His green-track excellence is not a new phenomenon and it sometimes shows through deeper into weekends when lower-grip surfaces are in play.
Watching the first free practice session for the 2016 Mexican Grand Prix on the inside of the first corner is a case in point. On a low-grip track, with downforce levels low thanks to the reduced air density, Bottas was superb on the brakes from very early in the first session. There are myriad examples of such moments from Bottas from watching trackside on Fridays over the past eight seasons.
It would be for clichés to suggest that, as a Finn, he’s used to this kind of thing given the caricature of those from that part of the world hurtling around in the ice shortly after learning how to walk.

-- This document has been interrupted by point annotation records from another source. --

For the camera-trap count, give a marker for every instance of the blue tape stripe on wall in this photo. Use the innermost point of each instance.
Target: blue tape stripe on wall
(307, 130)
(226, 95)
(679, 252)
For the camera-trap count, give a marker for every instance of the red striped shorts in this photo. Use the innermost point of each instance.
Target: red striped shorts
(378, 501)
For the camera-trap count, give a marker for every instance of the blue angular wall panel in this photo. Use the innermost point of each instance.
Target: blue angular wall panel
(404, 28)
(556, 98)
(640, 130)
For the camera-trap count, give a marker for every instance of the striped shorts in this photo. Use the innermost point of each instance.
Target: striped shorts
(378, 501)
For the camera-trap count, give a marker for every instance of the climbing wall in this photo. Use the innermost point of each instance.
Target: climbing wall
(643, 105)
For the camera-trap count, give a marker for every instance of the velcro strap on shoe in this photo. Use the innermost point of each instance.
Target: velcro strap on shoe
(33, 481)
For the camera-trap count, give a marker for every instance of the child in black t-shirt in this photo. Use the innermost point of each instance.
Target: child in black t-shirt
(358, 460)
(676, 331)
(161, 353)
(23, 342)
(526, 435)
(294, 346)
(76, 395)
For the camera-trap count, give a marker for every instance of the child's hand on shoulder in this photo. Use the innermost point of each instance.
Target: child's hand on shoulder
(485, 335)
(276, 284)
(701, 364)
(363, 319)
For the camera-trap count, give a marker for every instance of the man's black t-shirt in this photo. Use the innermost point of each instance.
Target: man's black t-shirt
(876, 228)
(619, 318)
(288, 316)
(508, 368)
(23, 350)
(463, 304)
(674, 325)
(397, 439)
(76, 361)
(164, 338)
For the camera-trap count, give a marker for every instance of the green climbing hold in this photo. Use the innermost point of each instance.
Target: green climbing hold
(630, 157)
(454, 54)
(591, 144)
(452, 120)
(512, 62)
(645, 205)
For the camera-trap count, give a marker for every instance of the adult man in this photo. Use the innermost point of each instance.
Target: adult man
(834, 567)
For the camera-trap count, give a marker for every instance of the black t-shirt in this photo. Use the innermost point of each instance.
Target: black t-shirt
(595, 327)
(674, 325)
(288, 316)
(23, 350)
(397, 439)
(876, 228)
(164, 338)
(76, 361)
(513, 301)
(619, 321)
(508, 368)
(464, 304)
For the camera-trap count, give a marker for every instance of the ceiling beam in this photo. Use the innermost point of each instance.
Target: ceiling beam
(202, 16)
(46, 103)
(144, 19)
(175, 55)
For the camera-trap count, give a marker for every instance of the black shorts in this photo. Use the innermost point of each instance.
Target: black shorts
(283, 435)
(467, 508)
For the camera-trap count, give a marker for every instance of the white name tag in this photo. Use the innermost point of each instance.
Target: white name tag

“Luckily for me at a young age I found it really interesting, the process of getting quickly to a certain pace” :: Valtteri Bottas
But Bottas himself points to an aptitude and an enthusiasm for this challenge that appears to be rooted in his younger days.
Having earlier suggested that a reduced weekend schedule with just one free practice session might benefit some drivers, The Race then asked Bottas if he felt he was one of those drivers and why he excels with a little less practice.
“I don’t know if I’m any better than any other driver adapting to things,” he replied. “I’m sure every driver in Formula 1 [can] – you need to be hugely talented and highly reactive and adaptive to different conditions and to learn quickly corner by corner and lap by lap.
“But, I don’t know, I just really like it. I always like the process of finding the small details quickly and since a kid driving different kind of things, whether it was in ice and snow and all kinds of conditions, I always like that.
“Luckily for me at a young age I found it really interesting, the process of getting quickly to a certain pace.”
He undeniably worked his way to that certain pace more effectively than team-mate Hamilton at the Nurburgring, lapping 0.256s faster than the sister Mercedes in qualifying.
It was what might be termed an ‘even’ advantage as well, as Bottas had the edge in all three sectors. That said, just over 60% of his total time advantage was in the first sector, so perhaps that feel for conditions played a big part when it came to judging the braking point for Turn 1.
There are also other factors at play beyond simply an ability to judge the grip levels as the track evolves rapidly earlier in the weekend. The nature of the grip also changes.
Bottas seems to benefit from having that fraction of extra time to feel the car on corner entry and load it up fractionally more progressively. Hamilton at his best has an astonishing ability to get the car rotated quickly at corner entry.
As tracks get grippier, it can favour Hamilton’s capacity to anticipate exactly how the car will respond. That means you can argue his more proactive skillset overall is more relevant in those conditions, and the statistics of the past three-and-a-half seasons support that.
But these are tiny differences – as you’d expect given this is a pair of drivers often separated by less than a tenth of a second in identical machinery in qualifying. What the Nurburgring offered was a rare chance to test the hypothesis that such low-grip circumstances should suit Bottas – and it proved to be the case.
On balance, it’s not an especially useful strength to have given Friday practice counts for nothing. But at the Nurburgring, Bottas made the most of the chance presented – and has more reason than ever to look forward to the two-day event at Imola at the start of November.